In 1950, according to Kinzer’s book, scientists from Camp Detrick used a Naval minesweeper off the coast of San Francisco to release harmless but traceable bacteria (it had a red tint) into the air over the city via large aerosol hoses. After six days of this they found that some 800,000 residents in the city, as well as people as far as Oakland were affected. Over the next several weeks, 11 people checked into local hospitals with urinary tract infections, and had drops of red in their urine. One man died. “Doctors were mystified.” Of course they were—because the experiment had not been authorized or known to any local authorities. 

Camp Detrick deemed “Operation Sea Spray” a “success,” knowing that yes, huge swaths of a city could be infected with a silent but deadly germ from a boat sitting off the coast of a major urban center. It would be the first of many such secret “simulations” in U.S. cities through 1969.

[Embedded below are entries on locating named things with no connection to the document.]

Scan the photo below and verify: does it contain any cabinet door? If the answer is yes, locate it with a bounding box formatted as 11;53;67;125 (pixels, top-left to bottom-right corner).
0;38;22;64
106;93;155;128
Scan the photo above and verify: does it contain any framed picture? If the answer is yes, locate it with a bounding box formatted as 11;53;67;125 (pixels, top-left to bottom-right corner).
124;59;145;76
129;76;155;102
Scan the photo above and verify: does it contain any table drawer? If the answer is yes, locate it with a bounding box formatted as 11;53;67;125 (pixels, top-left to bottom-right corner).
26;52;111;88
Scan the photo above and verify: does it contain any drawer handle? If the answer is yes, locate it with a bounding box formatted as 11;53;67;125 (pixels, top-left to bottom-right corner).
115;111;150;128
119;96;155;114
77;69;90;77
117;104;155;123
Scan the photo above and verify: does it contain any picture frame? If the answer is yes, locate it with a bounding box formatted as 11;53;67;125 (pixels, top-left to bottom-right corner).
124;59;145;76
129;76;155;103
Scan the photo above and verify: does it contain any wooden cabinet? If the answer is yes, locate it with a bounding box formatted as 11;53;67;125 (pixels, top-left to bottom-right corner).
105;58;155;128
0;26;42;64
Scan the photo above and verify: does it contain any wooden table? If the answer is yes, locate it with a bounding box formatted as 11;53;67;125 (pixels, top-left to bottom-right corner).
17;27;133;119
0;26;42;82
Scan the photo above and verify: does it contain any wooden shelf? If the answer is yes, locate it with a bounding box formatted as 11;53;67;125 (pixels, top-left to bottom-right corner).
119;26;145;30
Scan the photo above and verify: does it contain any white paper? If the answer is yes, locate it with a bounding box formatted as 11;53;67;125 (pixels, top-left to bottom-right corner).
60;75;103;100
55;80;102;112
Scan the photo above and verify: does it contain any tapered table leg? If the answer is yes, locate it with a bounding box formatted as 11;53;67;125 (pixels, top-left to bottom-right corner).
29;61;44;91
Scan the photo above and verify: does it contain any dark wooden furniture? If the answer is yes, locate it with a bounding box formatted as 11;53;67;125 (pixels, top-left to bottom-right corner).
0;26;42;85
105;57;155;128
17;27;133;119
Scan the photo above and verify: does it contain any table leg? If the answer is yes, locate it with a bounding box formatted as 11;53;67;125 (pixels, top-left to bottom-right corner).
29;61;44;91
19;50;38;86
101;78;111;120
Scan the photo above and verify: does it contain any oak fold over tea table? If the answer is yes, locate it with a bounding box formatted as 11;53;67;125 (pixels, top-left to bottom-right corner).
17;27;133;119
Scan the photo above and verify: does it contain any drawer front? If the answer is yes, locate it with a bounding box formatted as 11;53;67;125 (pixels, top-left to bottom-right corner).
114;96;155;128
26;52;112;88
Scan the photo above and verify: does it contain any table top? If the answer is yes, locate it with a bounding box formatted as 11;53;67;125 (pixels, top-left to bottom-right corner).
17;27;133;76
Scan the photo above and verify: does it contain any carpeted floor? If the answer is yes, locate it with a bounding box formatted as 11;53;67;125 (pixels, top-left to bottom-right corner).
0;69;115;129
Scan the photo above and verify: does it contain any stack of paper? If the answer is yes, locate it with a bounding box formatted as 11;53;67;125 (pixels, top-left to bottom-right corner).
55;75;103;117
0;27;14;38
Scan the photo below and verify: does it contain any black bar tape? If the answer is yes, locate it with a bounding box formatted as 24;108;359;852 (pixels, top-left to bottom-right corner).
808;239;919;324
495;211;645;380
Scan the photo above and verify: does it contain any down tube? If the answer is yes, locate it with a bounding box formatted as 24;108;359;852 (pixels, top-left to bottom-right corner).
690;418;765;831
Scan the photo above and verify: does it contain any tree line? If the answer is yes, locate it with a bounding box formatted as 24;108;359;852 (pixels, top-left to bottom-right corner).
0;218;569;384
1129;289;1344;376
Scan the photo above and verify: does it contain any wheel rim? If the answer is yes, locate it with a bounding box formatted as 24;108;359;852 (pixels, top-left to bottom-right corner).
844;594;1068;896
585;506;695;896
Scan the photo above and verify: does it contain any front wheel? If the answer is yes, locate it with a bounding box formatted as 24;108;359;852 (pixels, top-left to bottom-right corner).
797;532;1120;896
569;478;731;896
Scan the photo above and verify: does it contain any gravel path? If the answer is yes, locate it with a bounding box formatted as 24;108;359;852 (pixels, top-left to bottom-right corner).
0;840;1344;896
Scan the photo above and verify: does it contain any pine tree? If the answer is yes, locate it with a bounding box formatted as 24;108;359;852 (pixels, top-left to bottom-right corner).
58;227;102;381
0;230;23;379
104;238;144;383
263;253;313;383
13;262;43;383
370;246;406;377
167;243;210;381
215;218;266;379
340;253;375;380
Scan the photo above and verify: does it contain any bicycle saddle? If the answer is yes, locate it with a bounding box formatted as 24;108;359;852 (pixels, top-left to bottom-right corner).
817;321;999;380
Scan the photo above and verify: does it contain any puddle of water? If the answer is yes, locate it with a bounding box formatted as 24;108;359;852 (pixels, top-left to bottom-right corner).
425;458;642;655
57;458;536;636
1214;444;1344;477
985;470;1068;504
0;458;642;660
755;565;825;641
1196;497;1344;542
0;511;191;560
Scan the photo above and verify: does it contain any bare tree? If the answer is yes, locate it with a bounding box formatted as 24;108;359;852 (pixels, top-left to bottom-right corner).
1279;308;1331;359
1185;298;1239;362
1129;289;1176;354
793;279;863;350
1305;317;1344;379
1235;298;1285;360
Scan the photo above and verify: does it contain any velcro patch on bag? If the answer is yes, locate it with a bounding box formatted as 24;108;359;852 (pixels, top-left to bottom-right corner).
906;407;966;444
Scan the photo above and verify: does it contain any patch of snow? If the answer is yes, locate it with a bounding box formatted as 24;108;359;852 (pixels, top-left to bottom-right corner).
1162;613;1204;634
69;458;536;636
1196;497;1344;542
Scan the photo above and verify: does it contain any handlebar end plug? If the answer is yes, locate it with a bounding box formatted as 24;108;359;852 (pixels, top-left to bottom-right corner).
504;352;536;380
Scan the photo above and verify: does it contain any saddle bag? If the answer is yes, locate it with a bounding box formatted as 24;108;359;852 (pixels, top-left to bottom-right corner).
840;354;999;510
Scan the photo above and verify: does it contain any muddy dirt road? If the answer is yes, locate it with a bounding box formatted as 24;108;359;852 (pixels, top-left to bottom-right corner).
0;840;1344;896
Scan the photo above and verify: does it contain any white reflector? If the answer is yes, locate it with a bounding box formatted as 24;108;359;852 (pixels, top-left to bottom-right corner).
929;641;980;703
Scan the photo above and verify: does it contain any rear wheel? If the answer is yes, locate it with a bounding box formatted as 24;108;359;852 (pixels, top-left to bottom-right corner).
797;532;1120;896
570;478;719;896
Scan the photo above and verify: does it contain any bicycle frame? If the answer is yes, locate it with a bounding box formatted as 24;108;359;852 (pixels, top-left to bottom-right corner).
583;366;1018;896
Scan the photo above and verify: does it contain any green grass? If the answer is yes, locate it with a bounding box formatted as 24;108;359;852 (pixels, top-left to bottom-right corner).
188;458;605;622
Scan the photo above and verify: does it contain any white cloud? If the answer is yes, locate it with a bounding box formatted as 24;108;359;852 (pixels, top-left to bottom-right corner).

To believe that only rogue dictatorships like China might be responsible for weaponizing viruses—like some contend the Chinese were doing in Wuhan, is naive, and frankly dangerous. For decades after the Second World War, Americans who we call “the Greatest Generation” used the sword of righteousness to expand and metastasize the military industrial complex until one hand no longer knew what the other was doing and why, and frankly did not want to. Led by powerful men like CIA Director Allen Dulles, they did diabolical things we believed only possible in science fiction, and more. That this was allowed to go on for so long shows how amazingly useful the power of narrative can be, and how most of us are willing to believe in it at the risk of missing “the Darkside” right behind the mirror.